— Ну, что же, вацпане, — обратился к нему в полуоборот Вишневецкий, — скоро ли до Днепра?
— Как ехать, ясный княже? — поклонился Хмельницкий.
— По-яремовски.
— Через час ваша княжья милость остановится на берегу.
— А скажи мне, откуда ты степь так хорошо знаешь? — спросил его как-то отрывисто Вишневецкий, бросая из-под бровей стальной взгляд.
— По поручениям ездил не раз.
— Но... конечно, вацпан и в Сечи бывал, и с дяблами якшался?
— Не был бы иначе козаком, ясный княже.
— А! — спохватился вдруг Иеремия. — От Кодака далеко ль до Сечи?
— Сухим путем, пане княже, в обход — дня два, а то и больше, — приблизился Богдан, сдавив шенкелями коня, — дорог нет... овраги... горы... болота... А если Днепром, через пороги, то десять часов только ходу.
— Сто дяблов! Это бешеная скачка по бешеным волнам.
— Да, бешеная и опасная... и то только в половодье, а в прочее время года она почти невозможна: подводные скалы и камни на каждом шагу сторожат дерзкую чайку.
— Пекельное место!
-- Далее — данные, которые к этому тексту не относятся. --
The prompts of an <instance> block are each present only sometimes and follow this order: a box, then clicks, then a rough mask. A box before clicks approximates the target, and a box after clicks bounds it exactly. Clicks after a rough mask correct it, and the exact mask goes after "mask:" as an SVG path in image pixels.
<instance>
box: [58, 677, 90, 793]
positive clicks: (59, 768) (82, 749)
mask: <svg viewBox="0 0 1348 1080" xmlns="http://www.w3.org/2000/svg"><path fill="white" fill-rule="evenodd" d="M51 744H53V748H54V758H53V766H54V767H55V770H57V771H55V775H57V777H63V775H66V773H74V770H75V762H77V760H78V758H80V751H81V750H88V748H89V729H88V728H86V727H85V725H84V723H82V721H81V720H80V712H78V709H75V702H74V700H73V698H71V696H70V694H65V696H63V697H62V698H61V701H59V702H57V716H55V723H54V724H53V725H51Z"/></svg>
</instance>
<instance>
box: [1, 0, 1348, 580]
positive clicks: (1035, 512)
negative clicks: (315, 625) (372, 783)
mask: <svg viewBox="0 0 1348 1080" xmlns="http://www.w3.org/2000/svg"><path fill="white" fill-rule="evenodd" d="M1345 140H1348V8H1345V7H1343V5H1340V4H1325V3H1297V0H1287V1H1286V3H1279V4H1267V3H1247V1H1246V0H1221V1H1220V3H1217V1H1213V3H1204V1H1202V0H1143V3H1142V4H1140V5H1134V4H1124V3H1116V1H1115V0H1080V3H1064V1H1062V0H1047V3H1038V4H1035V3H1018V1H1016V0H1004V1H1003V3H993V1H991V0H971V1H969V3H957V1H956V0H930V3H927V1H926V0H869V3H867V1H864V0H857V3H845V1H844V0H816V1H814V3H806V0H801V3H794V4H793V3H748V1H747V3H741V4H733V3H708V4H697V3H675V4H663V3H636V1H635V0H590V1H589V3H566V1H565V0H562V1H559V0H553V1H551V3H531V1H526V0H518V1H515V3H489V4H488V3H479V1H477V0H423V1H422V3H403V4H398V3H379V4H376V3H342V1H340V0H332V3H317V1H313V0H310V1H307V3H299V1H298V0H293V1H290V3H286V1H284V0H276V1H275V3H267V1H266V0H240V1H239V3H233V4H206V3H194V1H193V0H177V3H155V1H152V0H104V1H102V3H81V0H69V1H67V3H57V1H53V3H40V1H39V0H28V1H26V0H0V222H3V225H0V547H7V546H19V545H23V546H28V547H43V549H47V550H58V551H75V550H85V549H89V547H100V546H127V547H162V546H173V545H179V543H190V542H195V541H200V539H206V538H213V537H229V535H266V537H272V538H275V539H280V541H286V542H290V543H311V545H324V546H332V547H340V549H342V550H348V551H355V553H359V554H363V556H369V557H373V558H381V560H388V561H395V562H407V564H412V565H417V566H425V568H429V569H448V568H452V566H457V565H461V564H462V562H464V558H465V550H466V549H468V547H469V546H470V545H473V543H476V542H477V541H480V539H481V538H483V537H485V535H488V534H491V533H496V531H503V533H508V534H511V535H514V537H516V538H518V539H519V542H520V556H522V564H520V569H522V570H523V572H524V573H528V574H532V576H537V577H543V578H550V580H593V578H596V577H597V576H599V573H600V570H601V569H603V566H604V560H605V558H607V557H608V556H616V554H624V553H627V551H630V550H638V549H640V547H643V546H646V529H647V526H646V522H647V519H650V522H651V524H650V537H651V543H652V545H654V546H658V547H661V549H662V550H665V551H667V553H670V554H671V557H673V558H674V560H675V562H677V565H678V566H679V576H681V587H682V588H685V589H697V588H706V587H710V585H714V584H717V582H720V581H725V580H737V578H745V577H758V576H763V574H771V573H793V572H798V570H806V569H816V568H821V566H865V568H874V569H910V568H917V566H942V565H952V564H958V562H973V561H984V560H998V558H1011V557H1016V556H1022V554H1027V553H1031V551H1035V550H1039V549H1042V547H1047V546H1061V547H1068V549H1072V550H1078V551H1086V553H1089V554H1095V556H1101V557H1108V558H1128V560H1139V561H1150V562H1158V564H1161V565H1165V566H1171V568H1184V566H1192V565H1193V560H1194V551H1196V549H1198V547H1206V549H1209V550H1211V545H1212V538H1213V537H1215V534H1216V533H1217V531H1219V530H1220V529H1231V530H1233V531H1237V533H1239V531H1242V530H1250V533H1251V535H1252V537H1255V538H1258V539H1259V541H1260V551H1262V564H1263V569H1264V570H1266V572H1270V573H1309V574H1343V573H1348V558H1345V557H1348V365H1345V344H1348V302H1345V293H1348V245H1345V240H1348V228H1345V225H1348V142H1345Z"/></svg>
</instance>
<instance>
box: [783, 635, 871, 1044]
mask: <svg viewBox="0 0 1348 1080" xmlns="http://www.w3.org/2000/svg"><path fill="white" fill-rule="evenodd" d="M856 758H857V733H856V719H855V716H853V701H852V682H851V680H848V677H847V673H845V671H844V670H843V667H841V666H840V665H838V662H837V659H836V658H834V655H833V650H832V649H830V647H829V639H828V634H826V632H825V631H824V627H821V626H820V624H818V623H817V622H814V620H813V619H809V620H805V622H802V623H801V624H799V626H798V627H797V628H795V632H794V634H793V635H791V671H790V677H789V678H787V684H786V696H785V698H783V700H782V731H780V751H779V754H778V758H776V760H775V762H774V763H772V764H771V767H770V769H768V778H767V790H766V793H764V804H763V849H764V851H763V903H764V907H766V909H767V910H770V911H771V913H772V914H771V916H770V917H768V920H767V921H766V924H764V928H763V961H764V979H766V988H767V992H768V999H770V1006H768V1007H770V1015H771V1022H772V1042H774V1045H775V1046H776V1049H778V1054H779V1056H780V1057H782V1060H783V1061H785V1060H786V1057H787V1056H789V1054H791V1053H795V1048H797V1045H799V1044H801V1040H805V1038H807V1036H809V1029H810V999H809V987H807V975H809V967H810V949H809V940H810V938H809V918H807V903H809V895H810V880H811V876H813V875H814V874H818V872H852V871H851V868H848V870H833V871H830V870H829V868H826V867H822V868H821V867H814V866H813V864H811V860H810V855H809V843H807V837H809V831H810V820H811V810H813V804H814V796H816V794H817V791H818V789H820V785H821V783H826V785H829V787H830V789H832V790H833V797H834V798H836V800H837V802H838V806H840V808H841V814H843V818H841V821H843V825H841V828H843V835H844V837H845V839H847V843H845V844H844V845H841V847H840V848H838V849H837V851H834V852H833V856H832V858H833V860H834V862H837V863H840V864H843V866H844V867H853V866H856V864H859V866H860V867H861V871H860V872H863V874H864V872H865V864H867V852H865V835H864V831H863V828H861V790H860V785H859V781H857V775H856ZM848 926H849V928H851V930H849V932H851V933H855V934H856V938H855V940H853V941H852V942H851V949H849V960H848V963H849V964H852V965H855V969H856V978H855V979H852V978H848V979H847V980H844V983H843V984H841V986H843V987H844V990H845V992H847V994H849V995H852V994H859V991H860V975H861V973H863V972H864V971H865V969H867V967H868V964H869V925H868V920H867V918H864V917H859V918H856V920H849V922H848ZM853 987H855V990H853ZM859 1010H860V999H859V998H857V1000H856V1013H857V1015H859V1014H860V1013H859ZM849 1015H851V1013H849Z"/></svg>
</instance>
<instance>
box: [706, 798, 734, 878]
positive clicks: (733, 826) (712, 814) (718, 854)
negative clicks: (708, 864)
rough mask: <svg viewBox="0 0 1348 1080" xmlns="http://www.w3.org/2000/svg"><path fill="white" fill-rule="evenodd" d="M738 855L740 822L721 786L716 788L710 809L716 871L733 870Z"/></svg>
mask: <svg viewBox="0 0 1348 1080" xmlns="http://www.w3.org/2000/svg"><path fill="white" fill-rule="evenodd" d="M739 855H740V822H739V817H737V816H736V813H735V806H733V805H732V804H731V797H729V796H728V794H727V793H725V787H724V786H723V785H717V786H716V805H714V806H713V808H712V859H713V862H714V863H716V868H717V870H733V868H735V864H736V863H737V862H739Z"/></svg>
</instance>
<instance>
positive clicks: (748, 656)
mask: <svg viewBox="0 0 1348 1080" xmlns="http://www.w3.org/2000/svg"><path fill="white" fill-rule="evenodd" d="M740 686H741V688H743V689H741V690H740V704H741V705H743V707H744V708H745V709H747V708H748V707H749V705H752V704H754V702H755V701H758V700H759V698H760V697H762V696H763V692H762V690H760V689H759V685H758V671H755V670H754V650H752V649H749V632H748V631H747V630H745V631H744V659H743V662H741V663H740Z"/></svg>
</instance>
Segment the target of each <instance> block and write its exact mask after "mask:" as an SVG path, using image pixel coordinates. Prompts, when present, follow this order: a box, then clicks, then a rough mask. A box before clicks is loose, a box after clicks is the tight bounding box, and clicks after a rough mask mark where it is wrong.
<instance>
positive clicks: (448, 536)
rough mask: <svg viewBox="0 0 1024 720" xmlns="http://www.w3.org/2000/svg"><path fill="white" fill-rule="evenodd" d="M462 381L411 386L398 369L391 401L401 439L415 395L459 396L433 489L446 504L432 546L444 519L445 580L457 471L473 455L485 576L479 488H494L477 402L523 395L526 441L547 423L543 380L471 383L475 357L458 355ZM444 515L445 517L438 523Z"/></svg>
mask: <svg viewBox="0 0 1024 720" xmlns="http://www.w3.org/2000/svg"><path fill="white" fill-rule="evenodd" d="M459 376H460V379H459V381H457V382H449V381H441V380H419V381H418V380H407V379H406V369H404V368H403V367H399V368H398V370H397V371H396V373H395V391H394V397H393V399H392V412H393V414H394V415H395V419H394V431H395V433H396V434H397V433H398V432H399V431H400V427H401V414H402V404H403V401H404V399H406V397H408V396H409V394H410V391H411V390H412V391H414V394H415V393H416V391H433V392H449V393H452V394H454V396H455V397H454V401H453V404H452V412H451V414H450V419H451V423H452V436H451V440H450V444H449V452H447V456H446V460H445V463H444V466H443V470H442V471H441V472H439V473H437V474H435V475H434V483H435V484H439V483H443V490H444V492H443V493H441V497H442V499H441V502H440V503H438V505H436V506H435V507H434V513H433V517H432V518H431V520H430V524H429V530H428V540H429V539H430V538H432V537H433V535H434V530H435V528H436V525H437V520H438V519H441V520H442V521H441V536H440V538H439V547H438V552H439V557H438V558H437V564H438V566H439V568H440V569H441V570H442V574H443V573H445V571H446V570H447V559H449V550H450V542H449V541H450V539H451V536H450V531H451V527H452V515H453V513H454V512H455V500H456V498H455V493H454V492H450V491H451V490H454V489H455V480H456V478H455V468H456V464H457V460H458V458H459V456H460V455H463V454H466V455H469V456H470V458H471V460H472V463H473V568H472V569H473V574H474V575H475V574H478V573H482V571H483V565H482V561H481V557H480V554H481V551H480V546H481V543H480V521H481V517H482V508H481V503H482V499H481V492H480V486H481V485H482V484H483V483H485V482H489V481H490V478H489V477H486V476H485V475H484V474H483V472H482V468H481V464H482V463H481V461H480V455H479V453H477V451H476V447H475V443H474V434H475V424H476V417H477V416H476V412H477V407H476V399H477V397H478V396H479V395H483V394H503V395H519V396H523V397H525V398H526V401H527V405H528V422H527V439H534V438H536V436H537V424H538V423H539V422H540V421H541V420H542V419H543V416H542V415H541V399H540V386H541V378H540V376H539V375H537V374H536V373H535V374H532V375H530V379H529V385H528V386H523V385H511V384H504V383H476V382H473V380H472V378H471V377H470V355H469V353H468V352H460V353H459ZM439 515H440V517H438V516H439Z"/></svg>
Оттого его, верно, черти и выбрали?
— Но эти черти могут быть страшны для врагов Посполитой Речи, а не для отечества.
— Надеюсь, теперь не страшны, — зло засмеялся князь скрипучим, сухим хохотом, — я сбил им рога.
— Они могут быть преданы, клянусь, пане княже, — душевным голосом пробовал тронуть князя Богдан, — сердце козачье признательно и благородно...
— Лживо, вероломно! — перебил Вишневецкий.
— Если и бывали такие печальные случаи, ясный княже, то козаки в этом брали пример у своих вельможных наставников.
— Что-о? — вскипел князь.
— Ваша княжеская милость простит... Я груб, быть может, и не умею прикрасить правды притворной лестью; но почему же все козачество и весь наш народ не поверит никаким клятвам каноников, ни их целованью креста, а поверит лишь одному слову князя Яремы? Потому что князь Ярема никогда в жизни его не ломал, потому что его слово и на земле, и у бога — святыня!— Таким и должно быть шляхетское слово! — сказал торжественно мягким тоном Ярема, польщенный и покрасневший даже от удовольствия. Слова козака помазали его душу нежным, душистым елеем, и у него промелькнула невольная мысль: «Однако мне не приходило в голову, что между хлопами могут быть такие ценители!»
— Но таково ли оно у других вельможных панов, — ясно- освецоный князь хорошо знает... потому-то, хотя всяк из нас трепещет при имени князя Яремы, но зато за одно его ласковое слово всяк отдаст и жизнь... Пусть попробует ваша княжья милость оказать милосердие, и он приобретет таких верных слуг, каких ему не купить за деньги.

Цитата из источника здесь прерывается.